Here is the script that makes this:
SCRIPT START

library(seqinr)  
library(msa)
library(ape)

# first version of generating a the kinome visualisation in R
# data is here: http://kinase.com/kinbase/FastaFiles/Human_kinase_domain.fasta
# in fasta format...
# need to extract the data into R... 
# need Biostrings package - downloaded as part of seqinr package

file <- c("http://kinase.com/kinbase/FastaFiles/Human_kinase_domain.fasta")

# step 1 is read in the FASTA files. 
kinases <- readAAStringSet(file, format = "fasta")
# that seems to work. 
kinases
# 516 sequences. 
# good.  

# step 2 do the multiple sequence alignment
kinaseAlign <- msa(kinases)  
# takes a bit of time!  - about 3.5 min on my computer...
# currently using default substitution matrix and CLUSTALW 
# creates an object with Formal class 'MsaAAMultipleAlignment' [package "msa"] with 6 slots

# step 3: convert Msa Alignment object into alignment for seqinr 
kinaseAlign2 <- msaConvert(kinaseAlign, type="seqinr::alignment")
class(kinaseAlign2) # it's an alignment
# worked 
# List of 4

# step 4: compute distance matrix - dist.alignment() function from the seqinr package:
d <- dist.alignment(kinaseAlign2, "identity")
# Class 'dist'

kinaseTree <- nj(d)  # from ape package, I think...
class(kinaseTree)
# class "phylo"
# List of 4

# good idea to save the tree locally... remove comment symbol
# write.tree(kinaseTree, file = "kinaseTree")
# to read back in:
# kinaseTree <- read.tree(file = "kinaseTree")

plot(kinaseTree, 
     main="Phylogenetic Tree of kinases")
# too difficult to read so remove the tip.labels which are the kinase names.

plot(kinaseTree, 
     main= "Phylogenetic Tree of kinases", 
     show.tip.label = FALSE)

plot(kinaseTree, 
     type = "unrooted", 
     main= "Phylogenetic Tree of kinases", 
     show.tip.label = FALSE)



# looks quite stylish a a little similar to visualisation in the Science paper
plot(kinaseTree, "u", 
     use.edge.length = FALSE,
     show.tip.label = FALSE)



# need to add colour
# argument is edge.color
plot(kinaseTree, "u", 
     use.edge.length = FALSE,
     show.tip.label = FALSE,
     edge.color = "red")





# want to add selected labels to give some orientation 
# extract tip.labels
tipLabels <- kinaseTree$tip.label

# add some labels we like to orient ourselves:
kinaseLabels <- c("IKKa","JAK3","ErbB2", 
                  "NEK11", "MLK1", "PKCb", 
                  "CDK9", "FRAP")

# find these in the alignment - they will be tip labels
labelNo <- NULL
for(i in 1:length(kinaseLabels)){
  labelNo <- c(labelNo, grep(kinaseLabels[i], kinaseTree$tip.label))
}
# generates a vector of 9 numbers. Some labels in two names. 

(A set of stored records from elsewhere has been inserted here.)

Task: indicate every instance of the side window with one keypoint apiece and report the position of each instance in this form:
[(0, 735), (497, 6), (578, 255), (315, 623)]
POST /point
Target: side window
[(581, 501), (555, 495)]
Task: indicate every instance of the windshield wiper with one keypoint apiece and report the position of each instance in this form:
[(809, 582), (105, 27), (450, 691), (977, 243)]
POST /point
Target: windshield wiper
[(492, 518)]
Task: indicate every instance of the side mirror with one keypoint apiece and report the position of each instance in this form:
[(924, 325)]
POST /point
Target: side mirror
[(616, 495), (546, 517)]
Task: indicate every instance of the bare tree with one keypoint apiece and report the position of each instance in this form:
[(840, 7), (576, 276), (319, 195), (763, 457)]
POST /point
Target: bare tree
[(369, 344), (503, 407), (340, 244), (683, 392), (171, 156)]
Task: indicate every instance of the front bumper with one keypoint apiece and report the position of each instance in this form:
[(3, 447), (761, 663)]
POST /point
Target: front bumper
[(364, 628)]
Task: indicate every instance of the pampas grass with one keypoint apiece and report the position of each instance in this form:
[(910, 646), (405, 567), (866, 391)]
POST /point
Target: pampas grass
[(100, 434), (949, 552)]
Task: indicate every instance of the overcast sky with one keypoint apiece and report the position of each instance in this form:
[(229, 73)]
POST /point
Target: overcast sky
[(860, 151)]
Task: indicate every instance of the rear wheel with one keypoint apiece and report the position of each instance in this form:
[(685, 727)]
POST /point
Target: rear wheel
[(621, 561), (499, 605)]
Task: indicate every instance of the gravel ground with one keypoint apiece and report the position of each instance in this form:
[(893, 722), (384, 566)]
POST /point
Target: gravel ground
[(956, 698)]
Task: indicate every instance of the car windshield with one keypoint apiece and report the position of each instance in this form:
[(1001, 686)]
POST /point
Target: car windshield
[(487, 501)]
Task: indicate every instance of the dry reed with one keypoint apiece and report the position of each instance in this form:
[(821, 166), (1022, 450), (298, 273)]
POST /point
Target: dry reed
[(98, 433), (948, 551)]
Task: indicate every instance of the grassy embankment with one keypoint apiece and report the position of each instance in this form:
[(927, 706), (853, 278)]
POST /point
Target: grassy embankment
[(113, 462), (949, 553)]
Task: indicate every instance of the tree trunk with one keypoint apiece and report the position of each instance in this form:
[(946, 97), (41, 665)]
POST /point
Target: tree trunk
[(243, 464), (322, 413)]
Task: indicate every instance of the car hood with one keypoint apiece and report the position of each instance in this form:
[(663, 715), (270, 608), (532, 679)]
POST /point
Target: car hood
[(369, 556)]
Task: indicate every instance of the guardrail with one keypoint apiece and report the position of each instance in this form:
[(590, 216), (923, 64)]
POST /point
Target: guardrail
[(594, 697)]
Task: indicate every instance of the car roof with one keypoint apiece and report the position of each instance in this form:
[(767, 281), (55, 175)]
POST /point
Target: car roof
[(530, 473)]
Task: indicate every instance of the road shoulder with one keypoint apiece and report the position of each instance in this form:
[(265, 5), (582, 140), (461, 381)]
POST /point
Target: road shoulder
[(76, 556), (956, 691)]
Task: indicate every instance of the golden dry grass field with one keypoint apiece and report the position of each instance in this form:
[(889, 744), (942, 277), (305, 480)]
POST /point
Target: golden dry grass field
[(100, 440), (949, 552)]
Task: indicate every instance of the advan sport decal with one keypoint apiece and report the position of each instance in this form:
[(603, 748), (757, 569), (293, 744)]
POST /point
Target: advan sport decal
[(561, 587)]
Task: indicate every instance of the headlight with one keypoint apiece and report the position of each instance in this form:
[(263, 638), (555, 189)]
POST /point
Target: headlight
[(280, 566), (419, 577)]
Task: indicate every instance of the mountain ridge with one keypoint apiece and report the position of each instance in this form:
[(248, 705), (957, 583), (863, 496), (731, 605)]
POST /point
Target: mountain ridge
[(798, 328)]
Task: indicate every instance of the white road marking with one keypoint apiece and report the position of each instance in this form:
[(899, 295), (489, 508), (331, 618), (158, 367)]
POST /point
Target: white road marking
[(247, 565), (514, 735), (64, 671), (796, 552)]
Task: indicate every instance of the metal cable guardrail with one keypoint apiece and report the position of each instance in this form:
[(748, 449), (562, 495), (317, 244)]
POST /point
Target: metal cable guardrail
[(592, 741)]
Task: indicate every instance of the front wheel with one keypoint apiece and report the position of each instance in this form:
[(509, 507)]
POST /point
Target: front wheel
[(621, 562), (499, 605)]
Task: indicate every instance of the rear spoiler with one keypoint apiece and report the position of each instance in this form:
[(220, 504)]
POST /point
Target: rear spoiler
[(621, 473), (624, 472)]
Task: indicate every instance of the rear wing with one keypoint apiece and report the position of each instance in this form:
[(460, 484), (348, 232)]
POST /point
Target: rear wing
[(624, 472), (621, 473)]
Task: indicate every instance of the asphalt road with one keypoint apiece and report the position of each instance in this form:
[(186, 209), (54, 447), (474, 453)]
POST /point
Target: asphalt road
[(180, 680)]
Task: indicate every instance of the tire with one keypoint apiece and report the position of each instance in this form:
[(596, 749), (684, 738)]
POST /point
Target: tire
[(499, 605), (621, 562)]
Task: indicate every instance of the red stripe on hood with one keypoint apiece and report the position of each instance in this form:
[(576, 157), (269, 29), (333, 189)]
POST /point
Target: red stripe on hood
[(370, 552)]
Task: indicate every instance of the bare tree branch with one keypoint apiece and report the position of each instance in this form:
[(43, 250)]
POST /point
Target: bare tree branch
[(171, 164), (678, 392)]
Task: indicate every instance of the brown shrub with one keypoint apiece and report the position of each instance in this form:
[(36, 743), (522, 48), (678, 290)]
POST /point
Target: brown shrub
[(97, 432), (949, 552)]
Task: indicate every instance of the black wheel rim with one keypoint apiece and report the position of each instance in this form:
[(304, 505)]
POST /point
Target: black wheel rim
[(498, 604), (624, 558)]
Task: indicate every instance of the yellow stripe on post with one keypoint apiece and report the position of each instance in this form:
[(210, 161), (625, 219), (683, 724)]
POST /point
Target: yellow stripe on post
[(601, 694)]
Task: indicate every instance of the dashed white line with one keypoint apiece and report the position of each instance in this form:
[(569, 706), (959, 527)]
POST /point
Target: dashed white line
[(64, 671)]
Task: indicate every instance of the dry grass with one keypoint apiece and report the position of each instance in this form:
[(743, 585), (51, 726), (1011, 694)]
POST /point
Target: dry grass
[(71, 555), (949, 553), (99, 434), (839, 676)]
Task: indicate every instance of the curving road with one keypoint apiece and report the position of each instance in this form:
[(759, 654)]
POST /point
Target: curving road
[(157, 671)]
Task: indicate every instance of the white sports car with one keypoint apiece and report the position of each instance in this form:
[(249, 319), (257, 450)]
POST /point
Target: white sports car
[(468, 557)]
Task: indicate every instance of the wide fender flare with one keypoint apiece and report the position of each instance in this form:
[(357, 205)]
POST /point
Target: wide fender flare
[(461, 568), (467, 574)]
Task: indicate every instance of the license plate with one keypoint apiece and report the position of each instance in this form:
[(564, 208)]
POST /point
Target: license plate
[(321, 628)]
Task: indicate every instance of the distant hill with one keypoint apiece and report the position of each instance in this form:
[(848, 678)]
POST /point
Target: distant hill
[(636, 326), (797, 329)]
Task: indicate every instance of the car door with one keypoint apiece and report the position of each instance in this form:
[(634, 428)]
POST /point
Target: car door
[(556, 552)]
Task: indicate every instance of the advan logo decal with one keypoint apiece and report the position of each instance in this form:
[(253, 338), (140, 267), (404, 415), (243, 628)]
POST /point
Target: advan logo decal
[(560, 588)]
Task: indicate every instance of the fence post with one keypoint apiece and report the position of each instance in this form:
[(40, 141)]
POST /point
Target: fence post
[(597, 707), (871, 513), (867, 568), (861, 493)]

# make a vector of blank tiplabels
tipLabels_2 <-  rep('', length(kinaseTree$tip.label))

# add the labels we want to the vector...
for(i in 1:length(labelNo)){
  tipLabels_2[labelNo[i]] <- tipLabels[labelNo[i]]
}

# make a new tree
kinaseTree_fewLabels <- kinaseTree

# replace the tip labels with the shorter list.
kinaseTree_fewLabels$tip.label <- tipLabels_2

# make the plot with these
plot(kinaseTree_fewLabels, "u", 
     use.edge.length = FALSE,
     show.tip.label = TRUE,
     edge.color = "red",
     cex = 0.7)







# remove "Hsap" using gsub() function 
tipLabels_2 <- gsub("Hsap", "", tipLabels_2)
kinaseTree_fewLabels$tip.label <- tipLabels_2
plot(kinaseTree_fewLabels, "u", 
     use.edge.length = FALSE,
     show.tip.label = TRUE,
     edge.color = "red",
     cex = 0.7)





# add a title and source and you have the image at the top...
plot(kinaseTree_fewLabels, "u",
     main="Phylogenetic tree of human kinase domains",
     sub="source: www.kinase.com & Manning et al Science (2002) 398:1912-1934",
     use.edge.length = FALSE,
     show.tip.label = TRUE,
     edge.color = "red",
     cex = 0.7)

# this looks quite good and is enough for today.